Megan Mayfield has taught for 15 years in Cherokee County. In this guest column, Mayfield questions why a Senate study committee on school calendars excluded classroom educators and why the committee believes the state should set parameters on when districts should break for the summer.
In recommendations released two weeks ago, the committee, made up largely of lawmakers and business and tourism interests, said Georgia schools should break for the summer around June 1 and resume no earlier than seven to 10 days before Labor Day.
The majority of Georgia's 181 school districts now conclude around Memorial Day and resume the first or second week of August. Many members of the study committee and tourism leaders endorsed the three-month summers of their youth over the nine-week breaks that many students have now.
A chief reason: A longer summer helps Georgia’s tourism industry, which relies on vacationing families for revenue and high school students for staffing.

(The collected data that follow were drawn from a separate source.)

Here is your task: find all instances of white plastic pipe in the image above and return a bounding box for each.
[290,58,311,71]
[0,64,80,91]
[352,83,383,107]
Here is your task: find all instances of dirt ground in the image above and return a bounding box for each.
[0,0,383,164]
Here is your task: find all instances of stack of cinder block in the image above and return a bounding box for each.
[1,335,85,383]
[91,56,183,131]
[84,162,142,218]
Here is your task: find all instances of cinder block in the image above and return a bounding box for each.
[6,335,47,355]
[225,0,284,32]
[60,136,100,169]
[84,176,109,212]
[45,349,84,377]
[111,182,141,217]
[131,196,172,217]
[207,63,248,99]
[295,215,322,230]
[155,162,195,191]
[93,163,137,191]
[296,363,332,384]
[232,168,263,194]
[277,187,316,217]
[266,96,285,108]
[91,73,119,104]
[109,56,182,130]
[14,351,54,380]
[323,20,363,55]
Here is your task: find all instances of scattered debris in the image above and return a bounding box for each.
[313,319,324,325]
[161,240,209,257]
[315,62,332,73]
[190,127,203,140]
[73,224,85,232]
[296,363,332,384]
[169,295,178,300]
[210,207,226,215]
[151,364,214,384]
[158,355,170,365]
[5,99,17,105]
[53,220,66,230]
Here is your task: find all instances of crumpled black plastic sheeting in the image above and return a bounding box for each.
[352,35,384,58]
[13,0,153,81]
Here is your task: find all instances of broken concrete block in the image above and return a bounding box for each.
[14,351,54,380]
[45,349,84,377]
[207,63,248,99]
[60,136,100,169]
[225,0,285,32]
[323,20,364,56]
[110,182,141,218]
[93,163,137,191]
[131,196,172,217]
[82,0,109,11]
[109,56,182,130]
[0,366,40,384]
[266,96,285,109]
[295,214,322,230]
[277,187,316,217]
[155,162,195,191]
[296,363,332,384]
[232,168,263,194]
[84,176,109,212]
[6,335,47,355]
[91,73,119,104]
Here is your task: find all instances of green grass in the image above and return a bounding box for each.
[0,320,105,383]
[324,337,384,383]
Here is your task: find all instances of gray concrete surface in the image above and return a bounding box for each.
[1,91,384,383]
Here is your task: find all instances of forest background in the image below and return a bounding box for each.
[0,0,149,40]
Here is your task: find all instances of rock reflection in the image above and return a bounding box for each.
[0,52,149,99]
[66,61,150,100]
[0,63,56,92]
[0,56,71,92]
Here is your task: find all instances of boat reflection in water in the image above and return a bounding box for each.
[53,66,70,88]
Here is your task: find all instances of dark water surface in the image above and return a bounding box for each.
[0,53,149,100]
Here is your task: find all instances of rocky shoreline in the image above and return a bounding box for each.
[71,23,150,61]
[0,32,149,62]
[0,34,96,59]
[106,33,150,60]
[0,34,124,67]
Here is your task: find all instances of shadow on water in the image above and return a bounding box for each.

Local districts oppose state mandates on when they can start and finish classes. Cherokee Schools surveyed its parents and staff who expressed an overwhelming preference to keep the district's current school calendar and local control of it.
Mayfield received her undergraduate degree from Auburn University and her master’s degree from Kennesaw State University. She represented her school as the 2017-2018 Teacher of the Year. Along with her co-teacher, Megan presents to educators around the state about the value of the coteaching model with English Language Learners.
By Megan Mayfield
Riddle me this…a committee about the school calendar (education) is composed of four Senators, one state Department of Education representative, and “several” representatives from travel and tourism businesses. The committee had 11 members. Hmmm…a committee regarding education and only one person qualified to discuss what’s best for kids.
Oh, silly me…I thought when we make decisions about schools, we make those decisions with children in mind. Sometimes it’s hard to put ourselves in another’s shoes, but please consider the following:
∙Consider the hardworking parent who struggles with reading as an adult. Not every child in this state (and spoiler alert, your community!) has educated parents. While you see the value in education and can help your child during their time off, some parents cannot. Not because they don’t want to, but because they don’t have the time and/or resources to make it happen.
∙Consider the parent who doesn’t speak English and cannot sit and read with her child throughout the summer.
∙Consider the English learner who has made tremendous gains during the school year in their English proficiency, but who will spend the entire summer speaking in their native tongue.
∙Consider the child who goes home and deals with trauma on a daily or weekly basis. For this child, school is their safe place and their escape.
∙Consider the many kids who return from their summer break and have had what we call the “summer slide”, and they’re behind where they were at the end of the previous year. Summer reading loss is a real thing.
It’s so easy to think it’s no big deal because it doesn’t affect our own child in an academic way, but we have to think about all kids and what’s best for them too.
Local school districts should have local control to make decisions for their community. If the community supports a balanced calendar and feels that it serves their kids best, then they should have a balanced calendar.
A group of politicians and business owners that haven’t stepped into a classroom since they graduated shouldn’t be making these decisions about our kids and our communities. We need to stand up for what’s best for kids and not what’s going to increase tax revenue in our state.